Fig. 7. Assessment of oxidant and antioxidant levels in different treated groups; (A) oxidant: malondialdehyde (MDA) and nitric oxide (NO) and (B) antioxidant: reduced glutathione (GSH), catalase (CAT) and superoxide dismutase (SOD) activities in normal, untreated, and treated PbAc-induced (neurotoxicity) rats. * Values are significantly different (P ≤ 0.05) between positive control and normal groups, while # (P ≤ 0.05) values are significantly different between untreated and treated-PbAc-induced rats (neurotoxicity) using the unpaired test in GraphPad Prism.

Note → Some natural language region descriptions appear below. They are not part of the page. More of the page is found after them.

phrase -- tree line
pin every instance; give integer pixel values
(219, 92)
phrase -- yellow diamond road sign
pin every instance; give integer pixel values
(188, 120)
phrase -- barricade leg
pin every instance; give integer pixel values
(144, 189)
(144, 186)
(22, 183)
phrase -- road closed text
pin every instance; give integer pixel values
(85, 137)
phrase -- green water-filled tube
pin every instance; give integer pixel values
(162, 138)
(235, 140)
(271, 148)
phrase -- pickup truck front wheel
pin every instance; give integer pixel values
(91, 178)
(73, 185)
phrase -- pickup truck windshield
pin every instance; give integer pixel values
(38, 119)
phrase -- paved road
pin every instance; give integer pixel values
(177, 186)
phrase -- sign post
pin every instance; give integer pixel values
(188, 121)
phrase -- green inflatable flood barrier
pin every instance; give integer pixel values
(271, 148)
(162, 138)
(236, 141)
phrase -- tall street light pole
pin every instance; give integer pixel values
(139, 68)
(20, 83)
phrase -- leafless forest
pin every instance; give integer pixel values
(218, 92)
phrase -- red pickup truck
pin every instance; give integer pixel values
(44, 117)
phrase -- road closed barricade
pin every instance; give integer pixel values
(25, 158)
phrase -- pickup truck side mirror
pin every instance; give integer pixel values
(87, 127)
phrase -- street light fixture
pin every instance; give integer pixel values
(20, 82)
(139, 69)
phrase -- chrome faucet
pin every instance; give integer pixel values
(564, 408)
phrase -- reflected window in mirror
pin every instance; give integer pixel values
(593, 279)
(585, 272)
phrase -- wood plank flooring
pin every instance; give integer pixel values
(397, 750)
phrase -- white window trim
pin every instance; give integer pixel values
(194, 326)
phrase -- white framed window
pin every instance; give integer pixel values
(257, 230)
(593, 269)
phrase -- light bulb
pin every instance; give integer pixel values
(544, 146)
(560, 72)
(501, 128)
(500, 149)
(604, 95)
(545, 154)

Fig. 8. Left panel: Histopathological examinations of brain tissue of rats in different experimental groups stained with H&E (magnification of 40×). Normal neurons (black arrows) within background of glial tissue. Positive control (PbAc); there is a reduction in the number of neurons (black arrows), with many red neurons (black arrowheads). There is edema (blue arrows). There are scattered chronic inflammatory cell infiltrates (red arrowheads). There is extensive gliosis (red arrows). PbAc + 16a; there is a partial restoration of neuronal tissue (black arrows), reduction in red neurons (black arrowheads), edema (blue arrows) and chronic inflammatory cells (red arrowheads). There is still gliosis (red arrows). PbAc + 16k and rivastigmine-treated; there is almost restoration of neuronal tissue (black arrows), with scattered few red neurons (black arrowheads). There is no edema or chronic inflammatory cell infiltrate or gliosis (H&E, 40×). Right panel: Bar representation for the quantification of the number of neurons in different treated groups. *P ≤ 0.05: values are significantly different between untreated and treated PbAc-induced rats (neurotoxicity) using the unpaired test in GraphPad Prism. Normal control: grade (0), Pb-Ac control: grade (3 = 80%), compound 16a-treated Pb-Ac rats: grade (2 = 35%), compound 16k-treated Pb-Ac rats: grade (1 = 5%) and rivastigmine-treated Pb-Ac rats: grade (1 = 5%). The grades were scaled regarding red neurons, edema, chronic inflammatory cells, and gliosis. The severity of microscopic lesions observed was graded based on the degree and extent of tissue damage using a four-point scale modified from Jokinen et al. (2011).

Fig. 9. Histopathological examination of liver tissues in treated groups (H&E, 40×). Normal control with uniform liver tissue, regular plates of hepatocytes, and no evidence of injury (black arrow heads). Positive control with severe hydropic degeneration in hepatocytes (black arrow heads). There are foci of lytic necrosis (red arrows) in positive control rats. PbAc rats treated with compounds 16a and 16k, with mild hydropic degeneration in hepatocytes (black arrow heads), with one focus of lytic necrosis (red arrows) in the 16a and 16k-treated rats. In the rivastigmine–PbAc treated rats, hepatocytes show evidence of hydropic degeneration (black arrowheads). There are foci of lytic necrosis (red arrows). There is mild portal tract inflammation (black arrow).

Fig. 10. Experimental design for the lead acetate induced neurotoxicity in male Wistar rats.